Из подъезда вывалились Лохматов с Вернером. Молча взяли по сектору. Максимов вытащил дрожащую девчонку, толкнул в подъезд, прикрывая спину. Краем глаза успел отметить, как отворилась дверь стоящей у подъезда иномарки, нога уперлась в землю, взмыла голова наблюдателя…

Сколько же клевретов у этих ребят? Что вообще происходит?

Лишь в конторе, когда захлопнулась дверь, он почувствовал относительное облегчение. Ноги подкосились. Максимов рухнул в кресло, украшающее приемную, вынул пухлый конверт, бросил на Любашин стол.

— Держите, орлы. Не пропил я вашу зарплату…

— Браво, — восхитилась Екатерина, покосившись на трясущуюся «попутчицу». — Но бочку меда ты, Костик, испортить сумел. Вернер, усади нашу гостью, она сейчас родит…

Очень скоро в конторе стало чинно и даже скучновато. Максимов с каменным лицом восседал за директорским столом, напротив Света — сжатая, почерневшая (пару минут назад по совету мудрой Екатерины она позвонила родителям и сообщила, что заночует у «подружки»). Олежка в дальнем углу задумчиво чесал подбородок и прикидывал, что ему мешает провести ближайшую ночь в качестве «подружки». Вернер с творческой дилеммой уже справился — убедив себя, что из детсадовского возраста он давно вышел, — поэтому без всяких физиологических метаний просматривал газету. Екатерина строила глазки Максимову.
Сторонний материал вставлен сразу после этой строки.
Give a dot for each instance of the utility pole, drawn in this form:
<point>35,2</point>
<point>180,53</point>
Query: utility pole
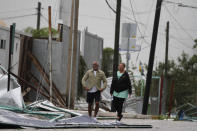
<point>50,54</point>
<point>127,57</point>
<point>166,71</point>
<point>38,15</point>
<point>11,45</point>
<point>151,57</point>
<point>70,52</point>
<point>117,35</point>
<point>74,61</point>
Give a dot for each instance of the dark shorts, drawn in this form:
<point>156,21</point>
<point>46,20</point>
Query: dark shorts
<point>93,96</point>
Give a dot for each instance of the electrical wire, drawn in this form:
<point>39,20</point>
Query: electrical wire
<point>110,6</point>
<point>14,11</point>
<point>179,23</point>
<point>16,17</point>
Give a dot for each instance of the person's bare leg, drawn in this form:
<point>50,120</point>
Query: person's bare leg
<point>89,109</point>
<point>96,108</point>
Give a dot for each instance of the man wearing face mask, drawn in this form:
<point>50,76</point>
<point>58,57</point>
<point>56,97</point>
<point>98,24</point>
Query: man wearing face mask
<point>92,84</point>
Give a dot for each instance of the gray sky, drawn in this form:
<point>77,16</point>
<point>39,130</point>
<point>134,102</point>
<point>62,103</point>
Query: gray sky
<point>100,20</point>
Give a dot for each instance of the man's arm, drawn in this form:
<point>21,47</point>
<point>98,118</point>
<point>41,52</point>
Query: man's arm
<point>84,79</point>
<point>104,82</point>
— Спасибо вам, Константин Андреевич, — прошептала Света.

— Пожалуйста, — кивнул Максимов. — О неоплатном долге мы с тобой потом поговорим. А сейчас — не надо отвлекаться.

— Хорошо… Мы с Димой взяли перед уходом джин-тоник. — (Екатерину скривило)… — Вы не думайте — я выпила его на улице и даже лучше себя почувствовала… Мы шли, целовались, потом забрели в какой-то дворик… Дима доску в заборе отогнул, сказал, что здесь короче… Там дом такой новый, с башенками, квартиры, наверное, ужасно дорогие… А забор низенький совсем. — Девица жалобно всхлипнула. — Мы опять стояли, целовались — он, наоборот, от тоника опьянел, завелся, потащил меня на детскую площадку, а я уговаривала его туда не ходить — словно чувствовала… Мне действительно было не по себе… Он жив? — Девица обвела присутствующих мутными глазенками.
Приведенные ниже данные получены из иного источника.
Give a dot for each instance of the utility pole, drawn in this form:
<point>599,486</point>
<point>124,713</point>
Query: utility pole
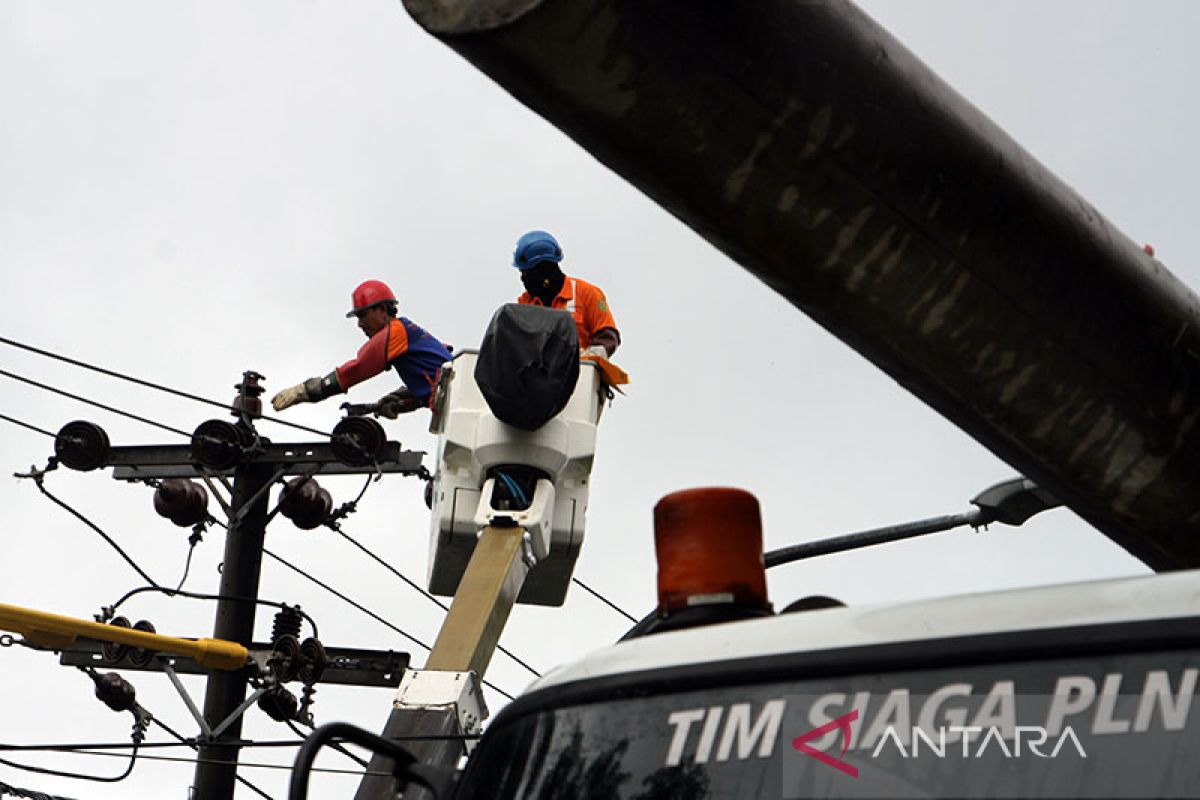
<point>220,451</point>
<point>216,770</point>
<point>433,702</point>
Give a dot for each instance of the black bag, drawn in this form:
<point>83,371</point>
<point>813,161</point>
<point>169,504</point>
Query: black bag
<point>528,364</point>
Максимов беспокойно шевельнулся.

— Ищем, Света. Продолжай.

— Там домик был такой, треугольный, с резными окошками, для детей…

— Теремок, — подсказал эрудированный Вернер.

— Да, наверное… Дима сказал, что это прикольно, мы туда и полезли… Ничего там не было прикольного — грязно, трусики какие-то валялись… Он меня долго уговаривал, а я не соглашалась — нет, у нас по-всякому с ним было, а тут страшно почему-то стало, я и говорю, пойдем, мол, тачку возьмем, и к тебе… а он — там мать со своим хахалем вот-вот из гостей вернутся… А потом машина какая-то приехала, трое вышли, в дом отправились…

— Кто такие, не запомнила? — встрепенулся Олежка.

— Темно же было, не видно… Все мужчины, уверенно шли к подъезду. Один из них как-то тяжело передвигался — пожилой, наверное. Или устал с дороги… А потом — не помню, сколько времени прошло — окно где-то наверху с треском разбилось, и упало что-то — как мешок… Я испугалась, а Дима как оттолкнет меня да зашипит: «Это же человек упал, Светка…» Как подскочит, и бежать к дому… Я говорила ему — не надо, я говорила, я говорила… — Девица задрожала и заревела в полный голос. Екатерина со вздохом поднялась, набрызгала в стакан из кулера. Поддержала за донышко, чтобы вздрагивающая девица смогла напиться, не расплескав. — Он побежал к дому… не знаю, может, помочь хотел… Я бы тоже вышла… Но тут выскочили какие-то здоровые жлобы… Один как закричит: «А это что за фраер! Хватай его, Ракита!» Дима дернулся, сбежать хотел, но о поребрик запнулся, упал, его ударили по голове… А потом по дорожке потащили, в машину забросили… А у меня язык отнялся, ноги встали — ни кричать, ни бежать… Под домик этот детский заползла, там грязища, насекомые, мыши пищат, я их боюсь, мамочка… но молчала. А эти, здоровые, по двору шарились, фонарями светили, я думала, помру от страха… Не нашли. Один сказал — нет тут… ну, никого, а еще кто-то из дома выбежал — бээмвуху, кричит, этого чурки ищите, за углом обычно держит… Потом… не помню. Машина, в которую Диму затащили, развернулась, прямо на газоне, я вылезать стала — думала, раздавит вместе с домиком этим… Чуточку не доехал, покатил в другую сторону, а я номер увидела — там подсветка под фарами горела…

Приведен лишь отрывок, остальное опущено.